Als mein Atem ruhiger wird, denke ich an das Buch meiner Mutter: Agoraphobie - Zurück ins Leben. Seit einem Jahr liegt es irgendwo herum. Ich habe es abgebrochen, nach dem Zitat von Erich Kästner im Vorwort: Leben ist immer lebensgefährlich. Fuck you very much! Ich stehe auf. Fünf Schritte bis zum Bücherregal, wo ich es sofort finde. Es ist viel dünner, als ich es in Erinnerung habe. Ich setze mich aufs Sofa, das Buch auf meinen Knien. Die Hexe hasst es, aber ich bin erschöpft vom Weinen und habe Kopfschmerzen, darum ist es mir egal. Im Treppenhaus höre ich jemanden lachen und denke an Luisa. Wir sind in die gleiche Klasse gegangen. In der Neunten hat sie mir hinter der Sporthalle das Rauchen beigebracht. Keine Ahnung, warum ich in diesem Moment an sie denke, Luisa hat ganz anders gelacht und nach dem Abi habe ich sie nie wieder gesehen. Ich lege das Buch zur Seite und gehe drei Schritte zum Schreibtisch, fahre den Rechner hoch und tippe in die Suchmaschine: Luisa Niemann.
Es gibt einige Luisa Niemanns, aber keine davon ist meine alte Schulfreundin. Ich tippe weitere Namen ein. Thorben Schilling ist Moderator beim Radiosender Bremen Eins. Unerwartet, der war früher immer so still. Von mir dachten alle, ich würde Illustrationen zu studieren, aber heute verdiene ich mein Geld als Backend-Entwicklerin und bin zufrieden. Ich suche nach Julia Bickel, früher ein zierliches Mädchen mit Haaren auf den Zähnen, und während ich mir die Suchergebnisse anschaue, ist auf einmal dieser Gedanke da: Habe ich wirklich vier Wochen lang geglaubt, ich würde heute nach Hannover fahren? Ich bin seit zweieinhalb Jahren nicht draußen gewesen. Natürlich fahre ich heute nicht nach Hannover. Und morgen auch nicht. Oder nächste Woche. Wenn es so weitergeht, fahre ich nie wieder nach Hannover. Der Gedanke macht mir mehr Angst als das, was mein Körper draußen tut.
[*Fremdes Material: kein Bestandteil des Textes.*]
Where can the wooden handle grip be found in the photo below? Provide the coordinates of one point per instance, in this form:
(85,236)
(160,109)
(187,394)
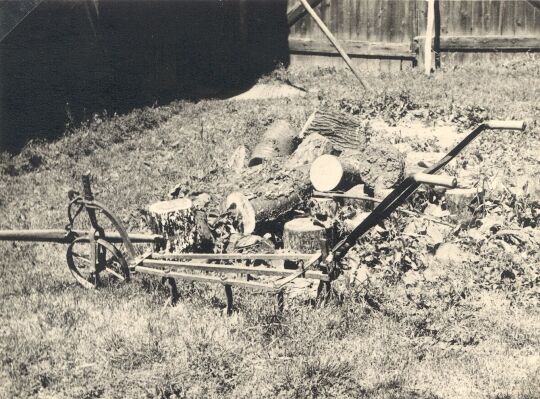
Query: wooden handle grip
(438,180)
(510,125)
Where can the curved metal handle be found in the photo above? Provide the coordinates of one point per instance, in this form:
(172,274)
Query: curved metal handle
(87,188)
(510,125)
(438,180)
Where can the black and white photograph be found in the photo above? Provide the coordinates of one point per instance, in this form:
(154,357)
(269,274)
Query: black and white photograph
(270,199)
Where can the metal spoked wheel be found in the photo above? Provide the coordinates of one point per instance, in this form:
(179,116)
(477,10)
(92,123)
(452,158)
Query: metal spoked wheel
(111,267)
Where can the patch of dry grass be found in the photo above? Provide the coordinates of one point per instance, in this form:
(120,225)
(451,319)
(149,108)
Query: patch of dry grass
(448,338)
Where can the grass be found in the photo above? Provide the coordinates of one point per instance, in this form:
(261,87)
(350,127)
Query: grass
(464,334)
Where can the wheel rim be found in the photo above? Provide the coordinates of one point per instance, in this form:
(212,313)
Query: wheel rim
(114,270)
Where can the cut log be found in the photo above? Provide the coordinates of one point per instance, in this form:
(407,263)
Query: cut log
(463,203)
(324,210)
(278,140)
(349,224)
(376,167)
(270,197)
(305,236)
(176,221)
(309,149)
(345,132)
(238,159)
(326,173)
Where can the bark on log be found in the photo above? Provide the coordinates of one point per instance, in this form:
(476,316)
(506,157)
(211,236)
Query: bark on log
(345,132)
(269,196)
(324,210)
(176,221)
(277,140)
(309,149)
(375,166)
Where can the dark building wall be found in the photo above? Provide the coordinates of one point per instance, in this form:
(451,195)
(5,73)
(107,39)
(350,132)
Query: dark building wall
(69,59)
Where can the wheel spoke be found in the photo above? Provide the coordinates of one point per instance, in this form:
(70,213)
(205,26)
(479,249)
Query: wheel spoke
(117,275)
(84,258)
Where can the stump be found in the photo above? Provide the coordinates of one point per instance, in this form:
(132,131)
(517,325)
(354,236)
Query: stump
(302,235)
(176,221)
(277,140)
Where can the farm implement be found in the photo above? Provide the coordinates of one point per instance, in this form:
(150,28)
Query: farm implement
(104,252)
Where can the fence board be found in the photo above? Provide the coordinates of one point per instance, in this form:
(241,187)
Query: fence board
(399,21)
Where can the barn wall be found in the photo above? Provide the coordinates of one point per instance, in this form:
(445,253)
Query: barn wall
(399,21)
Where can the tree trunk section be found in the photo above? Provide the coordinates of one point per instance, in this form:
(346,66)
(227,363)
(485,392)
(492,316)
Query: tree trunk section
(177,222)
(376,167)
(302,235)
(345,132)
(324,210)
(309,149)
(278,140)
(268,198)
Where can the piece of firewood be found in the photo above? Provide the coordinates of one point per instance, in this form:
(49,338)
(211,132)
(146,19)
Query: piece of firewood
(344,131)
(349,224)
(176,221)
(324,210)
(303,235)
(238,159)
(376,167)
(463,203)
(277,140)
(309,149)
(270,196)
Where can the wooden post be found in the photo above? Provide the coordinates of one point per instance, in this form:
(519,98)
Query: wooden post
(437,37)
(228,293)
(429,36)
(334,41)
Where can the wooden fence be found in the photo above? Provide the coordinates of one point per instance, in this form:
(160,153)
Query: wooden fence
(389,33)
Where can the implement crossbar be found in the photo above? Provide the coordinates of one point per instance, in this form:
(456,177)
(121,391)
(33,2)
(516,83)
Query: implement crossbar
(206,279)
(255,270)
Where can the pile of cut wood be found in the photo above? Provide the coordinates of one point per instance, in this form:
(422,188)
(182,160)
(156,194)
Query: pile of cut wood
(292,185)
(298,190)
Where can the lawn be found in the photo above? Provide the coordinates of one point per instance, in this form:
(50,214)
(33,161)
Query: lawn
(466,327)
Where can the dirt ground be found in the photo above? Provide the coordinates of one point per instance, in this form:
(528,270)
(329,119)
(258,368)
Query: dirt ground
(423,312)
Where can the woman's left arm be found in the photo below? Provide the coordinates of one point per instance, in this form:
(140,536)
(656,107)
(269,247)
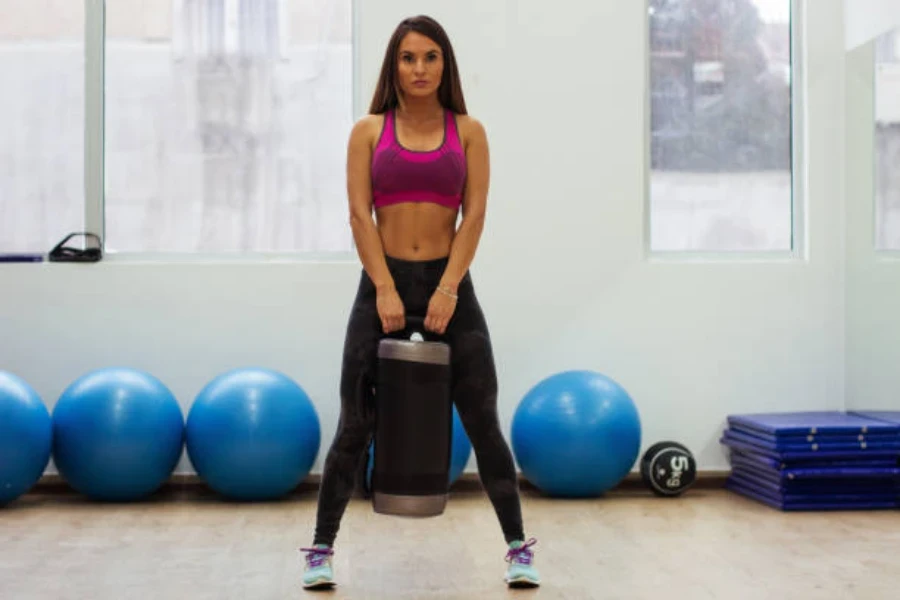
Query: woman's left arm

„So geht es nicht weiter!“, sage ich. Zu der Hexe. Zu mir. Und zum ersten Mal seit langem fühle ich mich ihr nicht komplett ausgeliefert.
Ich öffne den Mail-Client, klicke auf den Button „Neue E-Mail“ und schreibe: Lieber Clemens, ich möchte meine Mail von heute früh korrigieren und mich dafür entschuldigen. Ich habe nicht wegen eines Virus abgesagt, sondern wegen meiner Agoraphobie. Im Moment kann ich meine Wohnung nicht verlassen. Mir ist heute klar geworden, dass ich es allein nicht schaffe und ich werde mir Hilfe suchen.
Mir ist wichtig, dass du Bescheid weißt. Herzliche Grüße, Sarina.